Em 1939, depois de dar baixa no Exército, Gonzaga seguiu para o Rio de Janeiro. Na época com 27 anos, chegou na então Capital Federal com toda a pujança para desbravar a cidade grande – como expressou no maracatu “Pau de Arara” (1952, Luiz Gonzaga e Guio de Morais) e no “Baião de São Sebastião” (1973, Humberto Teixeira). A primeira apresentação do artista foi num cabaré da Rua Mem de Sá – o Tabu –, que tocava valsas vienenses, polcas, rancheiras, mazurcas, foxtrote, sambas e outros ritmos de tradição europeia. Porém, sua virada musical aconteceu quando um grupo de universitários cearenses que estudavam no Distrito Federal desafiou Gonzaga a tocar aquelas “coisas lá do Norte”. Então, o sanfoneiro topou o desafio e, uma semana depois, tocou dois xamegos instrumentais de 1941: “Pé de serra” e “Vira e mexe”.

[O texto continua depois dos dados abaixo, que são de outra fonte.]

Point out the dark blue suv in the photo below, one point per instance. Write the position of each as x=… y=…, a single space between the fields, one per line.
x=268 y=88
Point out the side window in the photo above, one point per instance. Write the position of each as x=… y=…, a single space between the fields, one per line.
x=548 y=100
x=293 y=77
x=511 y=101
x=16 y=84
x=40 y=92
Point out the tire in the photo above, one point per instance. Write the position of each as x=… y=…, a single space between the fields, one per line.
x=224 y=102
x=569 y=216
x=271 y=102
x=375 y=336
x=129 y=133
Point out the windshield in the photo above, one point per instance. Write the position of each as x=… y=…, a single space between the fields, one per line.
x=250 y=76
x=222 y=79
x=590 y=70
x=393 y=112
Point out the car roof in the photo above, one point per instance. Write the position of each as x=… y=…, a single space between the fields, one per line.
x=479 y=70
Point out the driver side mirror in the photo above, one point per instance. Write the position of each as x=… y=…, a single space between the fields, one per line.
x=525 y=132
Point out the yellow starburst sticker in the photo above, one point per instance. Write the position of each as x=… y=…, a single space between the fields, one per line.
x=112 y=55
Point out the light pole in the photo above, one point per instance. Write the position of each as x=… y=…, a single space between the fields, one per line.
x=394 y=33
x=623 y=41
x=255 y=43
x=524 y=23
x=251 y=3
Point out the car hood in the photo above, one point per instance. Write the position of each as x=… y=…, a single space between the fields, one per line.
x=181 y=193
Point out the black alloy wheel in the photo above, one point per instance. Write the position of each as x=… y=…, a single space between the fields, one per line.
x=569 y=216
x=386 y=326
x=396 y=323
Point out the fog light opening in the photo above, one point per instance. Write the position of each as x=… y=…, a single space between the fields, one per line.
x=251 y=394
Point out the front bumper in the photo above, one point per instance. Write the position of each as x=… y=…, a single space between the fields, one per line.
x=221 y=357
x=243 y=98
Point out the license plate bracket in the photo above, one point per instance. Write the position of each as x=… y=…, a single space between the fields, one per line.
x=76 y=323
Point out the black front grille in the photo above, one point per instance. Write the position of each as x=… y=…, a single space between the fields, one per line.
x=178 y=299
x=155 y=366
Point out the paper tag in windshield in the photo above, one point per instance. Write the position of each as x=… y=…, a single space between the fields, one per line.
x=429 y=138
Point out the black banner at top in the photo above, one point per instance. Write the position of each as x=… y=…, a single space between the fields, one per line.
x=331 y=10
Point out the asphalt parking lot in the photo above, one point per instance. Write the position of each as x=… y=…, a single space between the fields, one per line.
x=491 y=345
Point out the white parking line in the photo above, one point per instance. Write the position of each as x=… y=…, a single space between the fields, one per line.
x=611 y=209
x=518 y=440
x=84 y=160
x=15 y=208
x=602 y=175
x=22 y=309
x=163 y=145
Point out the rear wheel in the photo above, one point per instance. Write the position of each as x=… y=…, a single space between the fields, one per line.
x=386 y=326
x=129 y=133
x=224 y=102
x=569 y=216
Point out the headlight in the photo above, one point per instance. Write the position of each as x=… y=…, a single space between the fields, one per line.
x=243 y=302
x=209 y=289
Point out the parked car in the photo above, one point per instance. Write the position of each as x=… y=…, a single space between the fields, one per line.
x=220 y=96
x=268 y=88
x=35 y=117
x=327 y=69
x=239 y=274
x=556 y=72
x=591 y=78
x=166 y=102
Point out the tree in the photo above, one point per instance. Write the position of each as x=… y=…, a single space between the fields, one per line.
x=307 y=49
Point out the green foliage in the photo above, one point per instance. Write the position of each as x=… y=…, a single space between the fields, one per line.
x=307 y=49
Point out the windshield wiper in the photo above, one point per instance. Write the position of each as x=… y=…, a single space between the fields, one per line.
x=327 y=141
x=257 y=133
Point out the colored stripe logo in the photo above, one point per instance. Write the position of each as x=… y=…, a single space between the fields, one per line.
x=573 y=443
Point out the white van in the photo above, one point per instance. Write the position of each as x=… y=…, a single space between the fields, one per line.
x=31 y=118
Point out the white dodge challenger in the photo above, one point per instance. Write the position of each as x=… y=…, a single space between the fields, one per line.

A trajetória artística do sanfoneiro andante foi construída, dessa maneira, na escuta dos oito baixos de Januário, no convívio familiar, nas andanças pelo Brasil como soldado do Exército, na execução de músicas estrangeiras, bem como pelos ritmos e temáticas relacionados à cultura acústica nordestina.
Autor: Jonas Rodrigues de Moraes, Doutor e Mestre em História Social pela PUC/SP e Professor do Curso de Licenciatura em Humanas/História – CCHNST- UFMA / Pinheiro.